Starting Your Chain

Most projects start with a chain stitch and as it becomes the foundation of your entire piece it is important to keep each stitch equal - meaning that each loop is the same size.

To begin the chain make a loop, then pull a loop of yarn through the loop.

 Now you have your beginning loop. The best way that I have found to maintain the same loop size is to keep tension on the string that feeds your project. I do this by looping the string around my left index finger and using my middle and ring fingers and thumb to hold my project.

Every time that you pull a new loop, pull the yarn snug, this will keep the loop size the same as the hook size. Now if you're going for a looser crochet, than this rule goes straight out the window.

Next, grab another bit of yarn and pull another loop, and another and another. You can buy a stitch counter at a craft store or make check marks on a piece of paper as you go. I've tried it both ways and both work fine.

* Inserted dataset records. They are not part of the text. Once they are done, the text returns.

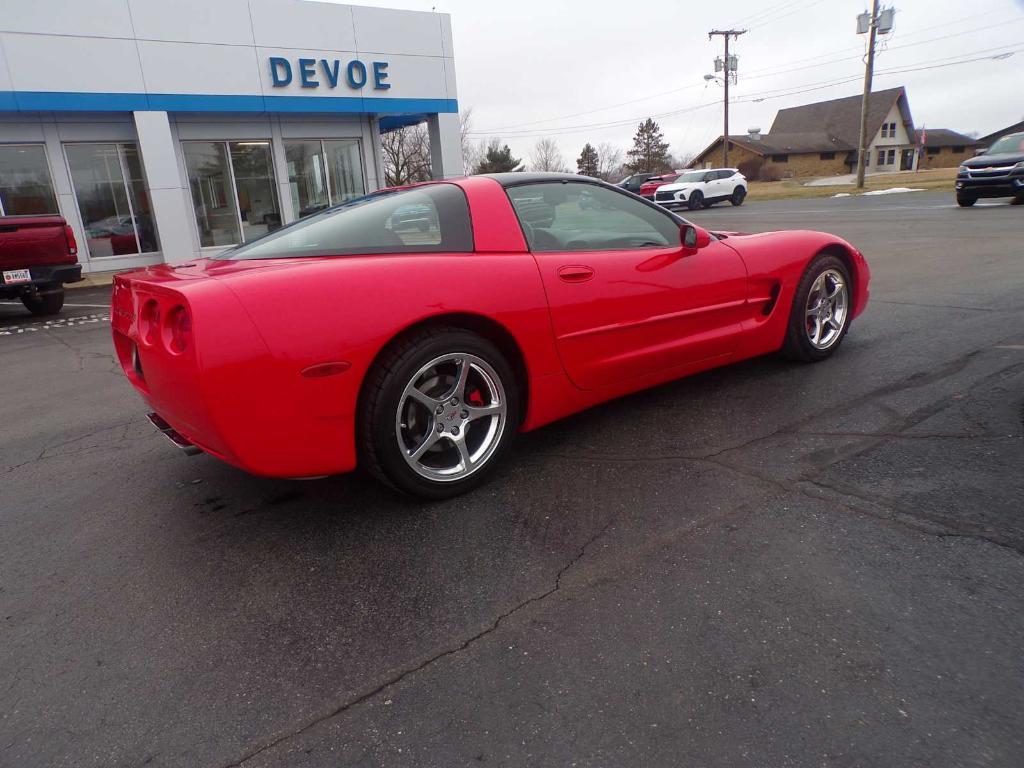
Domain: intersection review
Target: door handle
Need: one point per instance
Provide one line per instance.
(574, 273)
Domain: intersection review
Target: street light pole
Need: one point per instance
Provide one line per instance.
(868, 73)
(727, 71)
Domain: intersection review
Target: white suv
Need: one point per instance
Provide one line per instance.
(702, 188)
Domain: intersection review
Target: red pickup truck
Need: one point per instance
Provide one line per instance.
(38, 255)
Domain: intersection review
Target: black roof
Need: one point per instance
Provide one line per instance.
(531, 177)
(945, 137)
(1010, 129)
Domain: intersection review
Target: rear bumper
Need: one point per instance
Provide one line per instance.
(43, 276)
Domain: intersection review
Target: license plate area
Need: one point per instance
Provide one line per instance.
(14, 276)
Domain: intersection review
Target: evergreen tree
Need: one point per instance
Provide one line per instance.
(650, 152)
(498, 160)
(587, 163)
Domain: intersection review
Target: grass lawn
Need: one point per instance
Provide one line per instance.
(939, 178)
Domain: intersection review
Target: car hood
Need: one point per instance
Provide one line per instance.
(983, 161)
(674, 186)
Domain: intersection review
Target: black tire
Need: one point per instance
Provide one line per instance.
(380, 452)
(797, 345)
(42, 304)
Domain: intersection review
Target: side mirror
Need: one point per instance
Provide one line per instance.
(694, 238)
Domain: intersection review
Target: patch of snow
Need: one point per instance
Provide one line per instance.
(847, 178)
(892, 190)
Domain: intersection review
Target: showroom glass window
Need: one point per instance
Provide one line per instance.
(233, 190)
(323, 172)
(112, 198)
(26, 186)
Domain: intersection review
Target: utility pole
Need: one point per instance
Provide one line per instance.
(729, 72)
(868, 73)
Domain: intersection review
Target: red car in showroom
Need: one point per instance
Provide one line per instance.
(358, 337)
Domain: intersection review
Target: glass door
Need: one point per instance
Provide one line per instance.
(26, 186)
(112, 199)
(324, 172)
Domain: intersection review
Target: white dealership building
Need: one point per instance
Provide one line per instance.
(164, 130)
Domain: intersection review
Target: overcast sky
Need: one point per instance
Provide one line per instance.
(535, 68)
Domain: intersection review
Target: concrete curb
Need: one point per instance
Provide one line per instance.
(92, 280)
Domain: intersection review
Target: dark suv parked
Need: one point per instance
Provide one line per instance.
(997, 173)
(633, 182)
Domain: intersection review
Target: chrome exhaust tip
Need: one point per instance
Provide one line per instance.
(173, 435)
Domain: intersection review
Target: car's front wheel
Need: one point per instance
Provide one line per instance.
(46, 302)
(819, 316)
(439, 413)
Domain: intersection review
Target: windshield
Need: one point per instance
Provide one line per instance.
(420, 219)
(1007, 144)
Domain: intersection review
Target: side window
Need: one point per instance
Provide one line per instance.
(422, 219)
(569, 216)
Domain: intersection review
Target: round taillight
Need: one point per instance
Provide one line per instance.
(178, 330)
(148, 323)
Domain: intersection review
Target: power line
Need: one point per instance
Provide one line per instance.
(762, 96)
(891, 48)
(772, 19)
(757, 74)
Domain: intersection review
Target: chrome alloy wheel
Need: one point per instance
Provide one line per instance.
(827, 304)
(451, 417)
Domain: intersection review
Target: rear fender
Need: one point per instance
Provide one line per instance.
(775, 262)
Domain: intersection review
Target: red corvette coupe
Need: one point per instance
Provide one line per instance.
(415, 331)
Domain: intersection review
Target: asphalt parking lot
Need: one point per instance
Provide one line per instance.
(765, 565)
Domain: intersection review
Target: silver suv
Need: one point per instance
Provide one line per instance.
(702, 189)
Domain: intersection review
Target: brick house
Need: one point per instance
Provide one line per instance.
(820, 139)
(941, 147)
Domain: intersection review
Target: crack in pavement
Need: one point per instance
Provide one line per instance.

 Ok, so now you have your chain. The next question is, what goes on the next row? If you're following a pattern it's going to say to start your next row X number of loops from the hook. Why? you might ask. Because to make each row equal in height the turning chain(s) must be the same height as the stitch you'll use in the next row.

If you're putting in a row of SC (single crochets) than you need 1 chain - see above where I'm pointing at the 2 chains from the hook. One loop is for the turning chain, the next is where you start.

If you're putting in a row of HDC or DC (half and full double crochet) than you need 2 chains. Above you'll see I skipped 2 chains and am now pointing at the third chain from the hook.
If you're putting in a row of TC (triple crochet) than you need 3 chains. etc etc. So if you have a pattern, make sure to put in the correct number of chains for turning. If you making it up, follow the above guidelines.

Ok, so next you need to decide what you're going to build your next row on. The basic convention is the whole chain (top two loops), the front loop or the back loop. Crocheting in both loops is the standard and unless your pattern tells you differently, this is what you should do. Crocheting in either the front or back loop will create pattern and help you make the project bend (for boxes or bags and such).
 In the above photo I've put the hook in the front loop.
 In the above photo I've put the hook in the back loop.
 In the above photo I've put the hook in both loops.